Havia alturas em que àquele, maravilhoso, se contrapunha um outro lugar: de
chamas e tormento que o lançavam num frenesim de pavor. E, por mais que gritasse,
acabava sempre por ser levado por criaturas de asas negras, que o alçavam no ar
para o lançarem, momentos volvidos, no interior de um enorme caldeirão, no qual
ferviam todas as criaturas miseráveis. Como ele! O pânico assaltou-o. O
vulto avançava pela nave deserta e ele desejou que se tratasse de um irmão em
busca de recolhimento para orar. Um olhar mais atento fê-lo duvidar. O
movimento era fluido e ondulante e pela primeira vez teve um vislumbre que ia
ao encontro dos seus maiores receios. O Demónio parecia ter conseguido
insinuar-se no interior do Paraíso. E ele temeu!
Uma
vez mais, sentiu-se acometido pela dor da perda que se confundia com aquela
outra, física mas impalpável, e, incapaz de exercer sobre ela o seu domínio, a
sua mente viajou de novo até àquele fatídico dia em que a viu cair de cama,
para não mais se erguer, aquela que tanto lhe queria. Fora o dia mais triste da
sua vida, e revisitá-lo era sempre um calvário angustiante. Era como se parte
de si morresse com ela! Por isso, avistá-la agora ali a sorrir-lhe, como se
tudo o resto não tivesse passado de um pesadelo, encheu-lhe o coração de júbilo
e ele desejou abraçá-la, poder explicar-lhe que se em pouco tempo se tornara o
pajem do seu senhor, não fora por desobediência mas pela necessidade de
sobreviver, já que não lhe restara outra opção, após a sua morte. Depois da sua
partida, passara a contar apenas consigo próprio. E o mundo tornara-se, de
repente, um lugar inesperado e perigoso. Todavia, quando se aprestava a explicar-lhe
tudo isso, aquele anjo em que reconhecia as feições da mãe ergueu-se na bruma
da tarde e, depois de lhe acenar uma última vez, começou a afastar-se, lenta
mas inexoravelmente, até desaparecer por fim num ponto de luz, numa espécie de
estrela que ficou a brilhar no firmamento. Ainda gritou, esbracejando, mas
depois, incapaz de conter as emoções, sentiu as lágrimas a descerem-lhe pelo
rosto, as forças a faltarem-lhe nas pernas, e caiu por terra, sem ânimo nem
vontade para viver.
Sentiu
primeiro a dor, depois, a mão que o abanava acompanhada pela voz distante que
tentava arrancá-lo à inconsciência. Mas o mundo dos mortos era estranho, escuro
e irreal e aquela voz era decerto a do guardião dos portões do Céu. Ou seria do Inferno? Manteve-se
estoicamente afundado no limbo de irrealidade em que se encontrava, temendo
confrontar-se com a verdade. Rapaz... Quem
te fez isto?, insistiu a voz. Era quente e profunda. Abriu os olhos e
uma luz intensa perfurou-lhos, como um ferro em brasa. Estava às portas do
Inferno! Deus, porque me haveis recusado?,
não se absteve de pensar. Quem... quem sois?, balbuciou. A dor era enorme,
excruciante. Quem te fez isto?, insistiu a mesma voz, sem lhe responder. O meu
senhor..., furioso comigo…, respondeu, necessitado de piedade. Malditos.

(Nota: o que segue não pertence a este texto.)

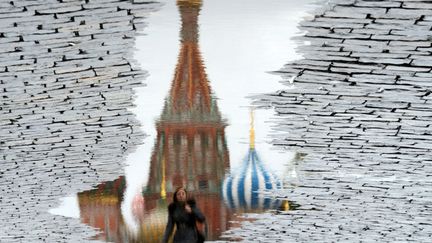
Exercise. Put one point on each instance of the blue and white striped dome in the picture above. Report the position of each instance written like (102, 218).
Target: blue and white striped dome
(243, 189)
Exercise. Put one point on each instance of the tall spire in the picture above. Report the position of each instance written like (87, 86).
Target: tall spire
(252, 130)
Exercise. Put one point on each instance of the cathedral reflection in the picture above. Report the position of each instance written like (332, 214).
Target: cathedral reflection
(190, 150)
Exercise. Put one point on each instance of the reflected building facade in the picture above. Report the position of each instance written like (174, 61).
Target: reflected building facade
(190, 150)
(190, 147)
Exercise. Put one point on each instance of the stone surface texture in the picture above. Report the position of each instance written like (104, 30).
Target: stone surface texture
(66, 83)
(359, 105)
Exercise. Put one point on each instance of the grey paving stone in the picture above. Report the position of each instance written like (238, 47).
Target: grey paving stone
(369, 147)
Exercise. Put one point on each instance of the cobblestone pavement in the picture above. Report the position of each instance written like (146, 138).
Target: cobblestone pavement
(66, 80)
(360, 107)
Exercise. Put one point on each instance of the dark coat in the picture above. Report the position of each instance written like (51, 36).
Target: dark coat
(186, 231)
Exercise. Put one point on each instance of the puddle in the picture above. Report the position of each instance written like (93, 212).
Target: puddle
(202, 132)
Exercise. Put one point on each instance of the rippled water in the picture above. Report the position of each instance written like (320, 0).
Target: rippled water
(204, 60)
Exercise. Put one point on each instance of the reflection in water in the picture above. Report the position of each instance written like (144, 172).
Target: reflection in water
(241, 190)
(190, 150)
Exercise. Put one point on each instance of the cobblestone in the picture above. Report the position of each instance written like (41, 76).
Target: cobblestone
(366, 176)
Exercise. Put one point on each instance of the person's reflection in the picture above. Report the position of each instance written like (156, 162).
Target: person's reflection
(190, 147)
(183, 214)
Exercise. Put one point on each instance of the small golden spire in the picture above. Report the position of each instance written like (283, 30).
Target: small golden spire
(252, 131)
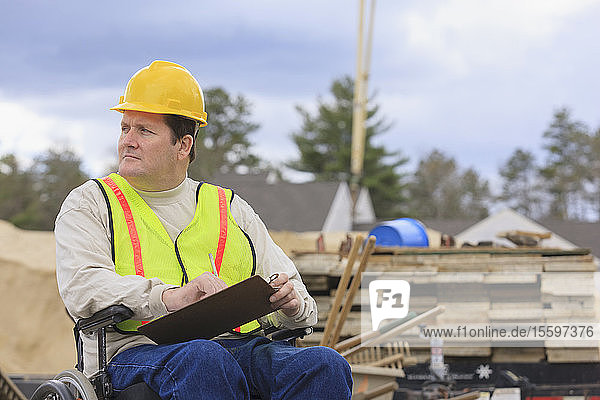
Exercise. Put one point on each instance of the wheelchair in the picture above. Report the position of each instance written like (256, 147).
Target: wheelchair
(72, 384)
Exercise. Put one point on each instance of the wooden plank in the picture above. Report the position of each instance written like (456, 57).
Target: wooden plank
(570, 355)
(518, 354)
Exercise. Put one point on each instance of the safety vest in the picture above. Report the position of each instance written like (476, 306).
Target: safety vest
(141, 246)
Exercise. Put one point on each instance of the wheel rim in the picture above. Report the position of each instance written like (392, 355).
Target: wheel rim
(78, 384)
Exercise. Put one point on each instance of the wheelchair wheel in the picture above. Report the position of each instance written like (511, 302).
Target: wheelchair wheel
(78, 384)
(52, 390)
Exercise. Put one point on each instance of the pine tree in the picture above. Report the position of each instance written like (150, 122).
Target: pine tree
(439, 189)
(324, 142)
(521, 188)
(224, 143)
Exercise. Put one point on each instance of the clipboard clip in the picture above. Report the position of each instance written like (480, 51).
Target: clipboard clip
(272, 278)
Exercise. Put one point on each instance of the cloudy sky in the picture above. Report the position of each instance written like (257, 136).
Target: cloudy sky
(474, 78)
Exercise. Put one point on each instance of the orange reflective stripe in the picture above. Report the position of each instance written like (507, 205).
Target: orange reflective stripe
(135, 240)
(222, 229)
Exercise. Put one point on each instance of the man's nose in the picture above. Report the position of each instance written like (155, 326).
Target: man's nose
(129, 138)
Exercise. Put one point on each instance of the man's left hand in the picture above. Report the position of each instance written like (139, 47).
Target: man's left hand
(285, 298)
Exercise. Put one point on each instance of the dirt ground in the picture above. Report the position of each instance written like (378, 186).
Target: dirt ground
(35, 331)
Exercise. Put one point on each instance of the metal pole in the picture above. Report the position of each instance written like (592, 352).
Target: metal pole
(359, 115)
(355, 166)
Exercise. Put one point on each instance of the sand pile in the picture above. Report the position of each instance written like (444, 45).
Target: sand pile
(35, 331)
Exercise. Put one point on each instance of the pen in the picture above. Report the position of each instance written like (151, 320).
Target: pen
(212, 263)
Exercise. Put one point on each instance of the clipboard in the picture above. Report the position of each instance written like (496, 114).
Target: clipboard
(216, 314)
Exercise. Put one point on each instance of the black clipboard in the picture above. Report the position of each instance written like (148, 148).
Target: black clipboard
(219, 313)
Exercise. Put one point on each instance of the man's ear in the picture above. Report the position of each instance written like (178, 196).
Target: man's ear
(185, 146)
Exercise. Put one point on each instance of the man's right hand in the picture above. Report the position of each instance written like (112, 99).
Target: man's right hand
(196, 289)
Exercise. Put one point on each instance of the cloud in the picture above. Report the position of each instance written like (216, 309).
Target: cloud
(33, 125)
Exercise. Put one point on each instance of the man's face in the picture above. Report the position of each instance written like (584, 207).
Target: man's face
(147, 155)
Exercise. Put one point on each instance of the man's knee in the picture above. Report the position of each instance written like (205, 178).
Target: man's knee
(201, 354)
(327, 367)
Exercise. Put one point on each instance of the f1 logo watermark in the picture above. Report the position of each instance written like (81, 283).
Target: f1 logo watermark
(388, 299)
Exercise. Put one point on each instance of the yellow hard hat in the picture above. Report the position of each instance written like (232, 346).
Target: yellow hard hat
(164, 87)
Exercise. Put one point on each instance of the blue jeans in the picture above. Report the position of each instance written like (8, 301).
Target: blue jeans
(234, 369)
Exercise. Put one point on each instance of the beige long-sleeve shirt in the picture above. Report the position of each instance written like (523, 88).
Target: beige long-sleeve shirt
(86, 275)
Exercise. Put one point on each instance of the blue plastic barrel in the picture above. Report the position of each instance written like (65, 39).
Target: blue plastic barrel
(406, 232)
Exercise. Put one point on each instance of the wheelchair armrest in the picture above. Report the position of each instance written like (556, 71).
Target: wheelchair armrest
(103, 318)
(287, 334)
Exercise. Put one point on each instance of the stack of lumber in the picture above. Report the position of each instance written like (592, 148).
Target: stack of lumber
(503, 285)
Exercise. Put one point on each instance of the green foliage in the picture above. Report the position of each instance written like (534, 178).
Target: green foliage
(565, 169)
(224, 143)
(31, 198)
(521, 187)
(324, 142)
(440, 190)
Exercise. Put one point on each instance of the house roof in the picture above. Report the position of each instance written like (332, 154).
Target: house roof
(577, 234)
(582, 234)
(449, 226)
(298, 207)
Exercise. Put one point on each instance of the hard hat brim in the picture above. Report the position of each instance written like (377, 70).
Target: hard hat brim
(157, 109)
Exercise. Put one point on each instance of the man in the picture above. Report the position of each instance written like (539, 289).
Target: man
(154, 240)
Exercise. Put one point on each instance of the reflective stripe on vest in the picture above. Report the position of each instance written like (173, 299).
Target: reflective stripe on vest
(141, 245)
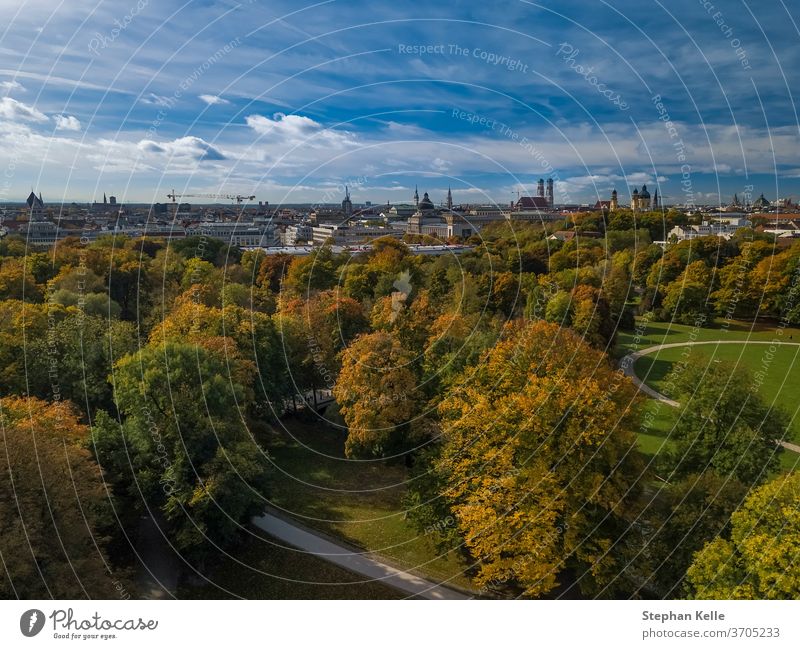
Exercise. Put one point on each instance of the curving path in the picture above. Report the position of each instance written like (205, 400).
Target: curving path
(354, 561)
(627, 366)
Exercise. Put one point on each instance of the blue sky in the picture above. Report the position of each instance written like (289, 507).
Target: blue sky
(291, 100)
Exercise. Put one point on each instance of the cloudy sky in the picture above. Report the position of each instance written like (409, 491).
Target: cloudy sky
(291, 100)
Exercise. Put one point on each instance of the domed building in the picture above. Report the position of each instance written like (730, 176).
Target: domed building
(442, 223)
(640, 200)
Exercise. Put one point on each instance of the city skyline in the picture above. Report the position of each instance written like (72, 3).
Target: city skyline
(165, 96)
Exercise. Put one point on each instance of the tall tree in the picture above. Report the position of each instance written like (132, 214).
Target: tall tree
(182, 446)
(760, 561)
(53, 506)
(378, 395)
(538, 460)
(723, 424)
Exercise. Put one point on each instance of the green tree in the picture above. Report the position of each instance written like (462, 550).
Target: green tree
(723, 424)
(679, 520)
(762, 558)
(537, 461)
(378, 396)
(182, 445)
(53, 506)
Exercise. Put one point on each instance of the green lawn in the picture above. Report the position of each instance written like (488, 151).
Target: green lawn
(649, 333)
(779, 386)
(263, 568)
(359, 502)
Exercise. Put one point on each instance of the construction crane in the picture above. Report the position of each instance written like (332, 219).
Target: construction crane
(239, 199)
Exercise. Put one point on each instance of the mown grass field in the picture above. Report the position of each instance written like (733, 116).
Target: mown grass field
(779, 386)
(360, 502)
(651, 333)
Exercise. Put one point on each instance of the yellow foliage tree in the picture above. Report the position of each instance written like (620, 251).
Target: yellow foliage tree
(538, 460)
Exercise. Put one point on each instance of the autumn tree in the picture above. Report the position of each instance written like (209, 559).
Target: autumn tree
(54, 510)
(678, 521)
(761, 558)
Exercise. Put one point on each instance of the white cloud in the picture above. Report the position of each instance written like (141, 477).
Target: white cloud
(8, 86)
(190, 147)
(12, 109)
(214, 100)
(158, 100)
(67, 123)
(296, 130)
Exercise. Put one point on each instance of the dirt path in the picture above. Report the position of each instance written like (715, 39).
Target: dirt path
(627, 365)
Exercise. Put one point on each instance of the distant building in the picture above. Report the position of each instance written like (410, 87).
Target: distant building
(347, 204)
(761, 203)
(706, 229)
(532, 203)
(345, 234)
(640, 200)
(236, 234)
(39, 231)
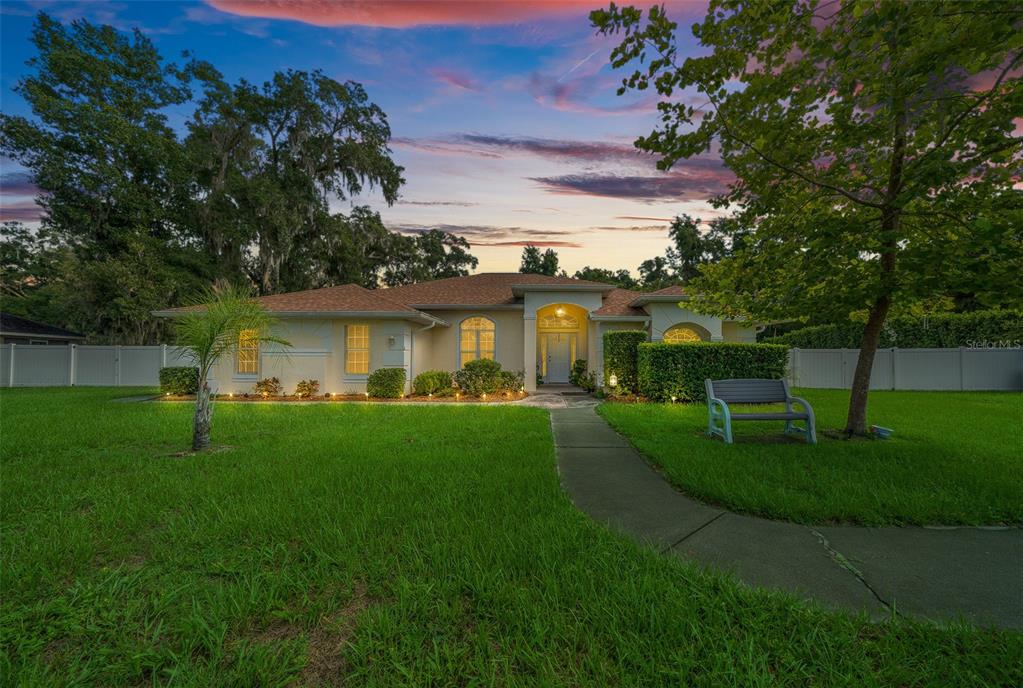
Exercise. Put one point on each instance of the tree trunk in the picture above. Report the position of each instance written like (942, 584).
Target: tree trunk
(856, 421)
(201, 423)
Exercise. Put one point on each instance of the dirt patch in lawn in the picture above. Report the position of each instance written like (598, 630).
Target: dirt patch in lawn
(325, 641)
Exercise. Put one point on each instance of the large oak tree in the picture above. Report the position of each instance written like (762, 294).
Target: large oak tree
(875, 145)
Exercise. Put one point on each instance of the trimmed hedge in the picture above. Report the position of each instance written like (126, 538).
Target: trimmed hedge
(620, 356)
(433, 382)
(482, 376)
(949, 330)
(386, 382)
(179, 380)
(679, 370)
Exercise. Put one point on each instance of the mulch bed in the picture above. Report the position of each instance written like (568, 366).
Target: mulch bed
(490, 399)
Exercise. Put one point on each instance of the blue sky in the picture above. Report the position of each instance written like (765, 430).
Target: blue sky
(504, 115)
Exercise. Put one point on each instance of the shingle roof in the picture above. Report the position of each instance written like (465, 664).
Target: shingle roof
(489, 288)
(12, 324)
(673, 290)
(342, 299)
(668, 293)
(618, 304)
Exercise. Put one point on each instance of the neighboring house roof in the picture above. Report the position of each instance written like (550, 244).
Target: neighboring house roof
(489, 288)
(13, 325)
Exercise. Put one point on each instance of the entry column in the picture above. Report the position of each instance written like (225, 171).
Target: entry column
(529, 347)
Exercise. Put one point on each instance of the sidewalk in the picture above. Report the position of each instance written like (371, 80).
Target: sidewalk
(969, 574)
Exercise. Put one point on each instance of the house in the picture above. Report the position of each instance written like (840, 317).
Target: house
(17, 330)
(340, 334)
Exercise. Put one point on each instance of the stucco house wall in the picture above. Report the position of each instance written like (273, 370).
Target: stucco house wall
(444, 345)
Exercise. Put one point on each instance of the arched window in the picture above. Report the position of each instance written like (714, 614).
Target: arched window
(554, 321)
(248, 356)
(681, 334)
(477, 339)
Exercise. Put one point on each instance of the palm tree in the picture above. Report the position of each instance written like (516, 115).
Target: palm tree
(213, 328)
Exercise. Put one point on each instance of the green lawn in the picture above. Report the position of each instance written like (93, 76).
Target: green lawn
(953, 458)
(386, 546)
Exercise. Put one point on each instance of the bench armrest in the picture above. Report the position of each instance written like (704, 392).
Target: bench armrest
(802, 402)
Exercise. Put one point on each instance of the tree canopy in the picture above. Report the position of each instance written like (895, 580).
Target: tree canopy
(873, 144)
(139, 217)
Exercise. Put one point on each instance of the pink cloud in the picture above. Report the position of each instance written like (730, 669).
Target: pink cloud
(19, 211)
(538, 244)
(405, 13)
(456, 79)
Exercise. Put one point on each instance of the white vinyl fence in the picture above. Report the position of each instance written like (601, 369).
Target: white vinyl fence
(35, 365)
(951, 369)
(954, 369)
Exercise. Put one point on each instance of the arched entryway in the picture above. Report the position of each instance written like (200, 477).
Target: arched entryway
(561, 334)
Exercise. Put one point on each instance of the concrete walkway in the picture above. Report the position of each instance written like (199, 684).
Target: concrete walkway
(968, 574)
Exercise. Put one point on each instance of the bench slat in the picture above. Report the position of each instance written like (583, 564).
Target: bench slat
(749, 391)
(769, 416)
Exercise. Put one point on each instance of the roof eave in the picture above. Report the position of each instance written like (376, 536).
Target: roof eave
(522, 289)
(620, 318)
(652, 299)
(466, 307)
(415, 316)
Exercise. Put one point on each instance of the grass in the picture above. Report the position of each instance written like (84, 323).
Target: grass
(954, 458)
(380, 546)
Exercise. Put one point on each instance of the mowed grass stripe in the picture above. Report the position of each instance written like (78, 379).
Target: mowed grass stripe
(379, 546)
(954, 458)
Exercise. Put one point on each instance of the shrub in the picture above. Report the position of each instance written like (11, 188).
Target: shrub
(620, 356)
(580, 377)
(946, 330)
(432, 382)
(307, 388)
(179, 380)
(269, 386)
(510, 380)
(479, 377)
(387, 382)
(679, 370)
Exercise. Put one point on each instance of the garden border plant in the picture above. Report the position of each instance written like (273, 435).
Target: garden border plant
(677, 371)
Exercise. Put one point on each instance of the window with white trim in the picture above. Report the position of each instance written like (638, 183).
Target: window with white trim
(681, 334)
(357, 350)
(476, 336)
(248, 356)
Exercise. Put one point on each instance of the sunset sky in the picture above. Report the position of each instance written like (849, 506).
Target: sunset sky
(503, 115)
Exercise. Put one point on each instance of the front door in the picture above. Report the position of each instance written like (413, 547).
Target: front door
(559, 357)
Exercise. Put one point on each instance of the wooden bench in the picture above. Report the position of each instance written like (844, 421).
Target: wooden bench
(722, 393)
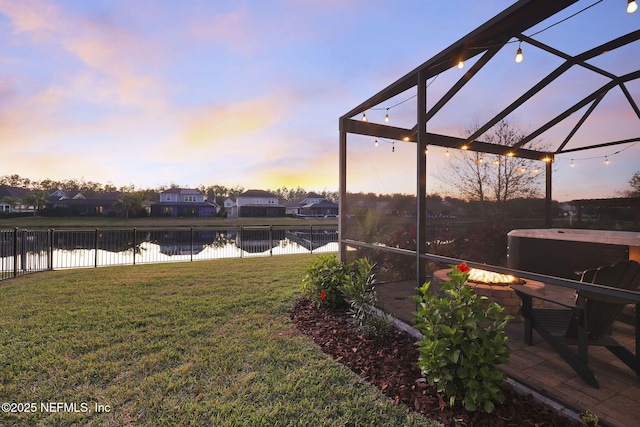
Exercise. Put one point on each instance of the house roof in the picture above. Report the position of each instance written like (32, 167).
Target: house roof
(13, 192)
(187, 191)
(300, 200)
(258, 193)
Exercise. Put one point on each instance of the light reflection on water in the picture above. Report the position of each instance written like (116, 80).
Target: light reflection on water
(73, 252)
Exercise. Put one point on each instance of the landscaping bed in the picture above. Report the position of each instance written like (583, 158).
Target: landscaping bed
(391, 365)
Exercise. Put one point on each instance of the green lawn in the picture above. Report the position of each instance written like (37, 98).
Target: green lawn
(207, 344)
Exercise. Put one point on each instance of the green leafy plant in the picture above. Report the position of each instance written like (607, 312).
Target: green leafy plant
(359, 292)
(323, 281)
(463, 341)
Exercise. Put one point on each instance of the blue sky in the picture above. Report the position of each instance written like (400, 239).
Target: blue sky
(249, 92)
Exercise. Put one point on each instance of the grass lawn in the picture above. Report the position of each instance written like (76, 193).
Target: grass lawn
(186, 344)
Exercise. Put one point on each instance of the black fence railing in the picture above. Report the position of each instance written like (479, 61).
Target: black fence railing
(25, 251)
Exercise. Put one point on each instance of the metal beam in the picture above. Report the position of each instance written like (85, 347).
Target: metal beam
(381, 131)
(421, 184)
(342, 193)
(514, 20)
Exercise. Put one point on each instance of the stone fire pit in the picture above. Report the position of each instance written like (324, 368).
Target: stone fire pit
(495, 287)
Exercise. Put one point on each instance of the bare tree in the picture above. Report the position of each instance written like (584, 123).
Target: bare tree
(634, 182)
(490, 178)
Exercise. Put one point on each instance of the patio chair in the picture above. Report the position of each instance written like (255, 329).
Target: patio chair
(588, 322)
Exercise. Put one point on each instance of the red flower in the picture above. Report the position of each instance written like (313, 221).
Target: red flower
(463, 268)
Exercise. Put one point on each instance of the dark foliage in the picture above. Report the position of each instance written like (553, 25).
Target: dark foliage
(391, 365)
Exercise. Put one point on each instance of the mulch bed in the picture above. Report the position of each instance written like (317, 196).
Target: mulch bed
(391, 365)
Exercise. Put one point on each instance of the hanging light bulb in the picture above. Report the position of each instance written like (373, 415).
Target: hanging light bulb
(519, 56)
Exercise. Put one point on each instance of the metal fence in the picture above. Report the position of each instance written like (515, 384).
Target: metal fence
(25, 251)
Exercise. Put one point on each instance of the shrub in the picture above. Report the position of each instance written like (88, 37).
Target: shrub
(359, 292)
(323, 282)
(463, 342)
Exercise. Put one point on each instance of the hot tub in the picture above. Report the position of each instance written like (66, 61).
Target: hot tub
(562, 252)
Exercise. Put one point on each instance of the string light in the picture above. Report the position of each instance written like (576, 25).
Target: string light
(519, 56)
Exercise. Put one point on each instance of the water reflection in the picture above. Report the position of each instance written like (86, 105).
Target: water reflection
(93, 248)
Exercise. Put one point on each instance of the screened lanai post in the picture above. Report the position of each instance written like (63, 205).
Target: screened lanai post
(548, 223)
(342, 193)
(421, 172)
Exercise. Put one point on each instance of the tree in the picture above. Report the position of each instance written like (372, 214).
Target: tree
(129, 204)
(634, 182)
(12, 202)
(490, 179)
(36, 199)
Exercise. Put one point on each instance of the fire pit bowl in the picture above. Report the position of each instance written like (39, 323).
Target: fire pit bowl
(495, 287)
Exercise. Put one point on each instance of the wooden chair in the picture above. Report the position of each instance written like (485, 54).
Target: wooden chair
(588, 322)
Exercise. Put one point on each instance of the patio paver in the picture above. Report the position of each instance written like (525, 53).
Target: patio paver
(616, 402)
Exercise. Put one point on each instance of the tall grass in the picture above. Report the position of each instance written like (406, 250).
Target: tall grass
(198, 344)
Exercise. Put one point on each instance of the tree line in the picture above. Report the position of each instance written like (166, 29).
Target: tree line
(91, 189)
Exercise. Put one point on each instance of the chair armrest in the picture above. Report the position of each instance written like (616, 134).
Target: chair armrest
(522, 290)
(605, 298)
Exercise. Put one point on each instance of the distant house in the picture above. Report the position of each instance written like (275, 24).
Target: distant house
(259, 203)
(61, 203)
(11, 199)
(231, 207)
(184, 202)
(312, 204)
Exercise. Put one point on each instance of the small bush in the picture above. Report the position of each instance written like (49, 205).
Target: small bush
(359, 292)
(323, 282)
(463, 342)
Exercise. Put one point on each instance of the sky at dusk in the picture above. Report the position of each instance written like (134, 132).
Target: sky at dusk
(249, 93)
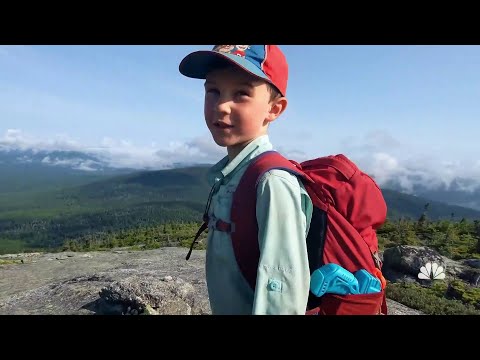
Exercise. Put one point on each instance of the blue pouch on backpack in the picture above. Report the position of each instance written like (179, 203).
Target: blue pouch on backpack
(332, 278)
(367, 283)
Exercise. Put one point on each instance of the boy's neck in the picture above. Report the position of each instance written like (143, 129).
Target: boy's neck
(233, 151)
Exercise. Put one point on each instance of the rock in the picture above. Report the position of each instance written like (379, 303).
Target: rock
(148, 282)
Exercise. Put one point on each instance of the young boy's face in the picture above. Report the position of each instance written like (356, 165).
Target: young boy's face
(237, 107)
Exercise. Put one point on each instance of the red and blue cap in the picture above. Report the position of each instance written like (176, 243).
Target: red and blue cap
(264, 61)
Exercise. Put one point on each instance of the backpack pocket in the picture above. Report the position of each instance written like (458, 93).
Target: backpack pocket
(358, 304)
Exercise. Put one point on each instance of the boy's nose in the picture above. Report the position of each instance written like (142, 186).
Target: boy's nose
(223, 106)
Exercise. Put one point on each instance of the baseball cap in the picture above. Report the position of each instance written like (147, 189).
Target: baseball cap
(264, 61)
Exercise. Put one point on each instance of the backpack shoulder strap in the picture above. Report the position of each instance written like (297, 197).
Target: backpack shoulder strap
(245, 227)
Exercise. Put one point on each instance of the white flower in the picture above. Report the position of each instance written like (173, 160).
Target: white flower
(431, 271)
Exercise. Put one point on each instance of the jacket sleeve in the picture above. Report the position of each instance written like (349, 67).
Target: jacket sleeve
(283, 214)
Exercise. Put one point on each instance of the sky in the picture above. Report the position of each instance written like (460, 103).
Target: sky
(404, 111)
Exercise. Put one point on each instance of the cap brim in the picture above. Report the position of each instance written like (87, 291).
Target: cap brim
(198, 64)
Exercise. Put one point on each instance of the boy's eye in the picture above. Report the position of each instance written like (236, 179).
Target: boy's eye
(242, 93)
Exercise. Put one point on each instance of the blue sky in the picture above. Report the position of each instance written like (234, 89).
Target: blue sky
(394, 109)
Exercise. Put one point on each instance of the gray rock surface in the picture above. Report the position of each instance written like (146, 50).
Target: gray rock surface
(126, 282)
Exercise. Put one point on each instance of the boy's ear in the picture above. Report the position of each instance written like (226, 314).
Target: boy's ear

O comentário genérico denotava à opinião de alguém que não temia a regra de um
senhor, talvez por não se submeter a nenhum ou, então, por lhe ser esquivo. Anda,
que vou levar-te até um local seguro... Sentiu então que era pegado ao colo e
acreditou que estava a ser carregado não por um demónio, mas por um anjo...,
pois os demónios não eram providos de tanta compaixão.
Pendente
da cintura, algo oscilava ao ritmo das passadas. Podia ouvir o som abafado de
uma qualquer ferramenta, batendo cavamente contra a perna do seu salvador.
Torcendo ligeiramente o pescoço, constatou que se tratava de um machado, cujo
cabo comprido deixava adivinhar a profissão de lenhador. Além disso, tanto
quanto lhe era possível verificar, não havia asas irrompendo dos ombros, como
seria suposto num anjo. Por último, o cheiro forte a suor, prova de alguém que
trabalhava arduamente, afastou qualquer dúvida que pudesse subsistir. Suspirou,
fechando os olhos, deixando-se levar sem protesto. Não era um anjo, nem era a
mãe, com quem julgara ter sonhado, mas um homem, e carrega-o tão carinhosamente
ao colo que o pequeno não pôde deixar de sentir que havia muito tempo não era
tratado com tanta piedade. Sentiu simultaneamente alívio e decepção. Se, por um
lado, verificava que estava vivo, por outro, via desfeita toda a expectativa de
se encontrar de novo em presença da mãe». In Emílio Miranda, 1089, O Livro Perdido das
Origens de Portugal, Marcador Editora, 2015, ISBN 978-989-754-141-4.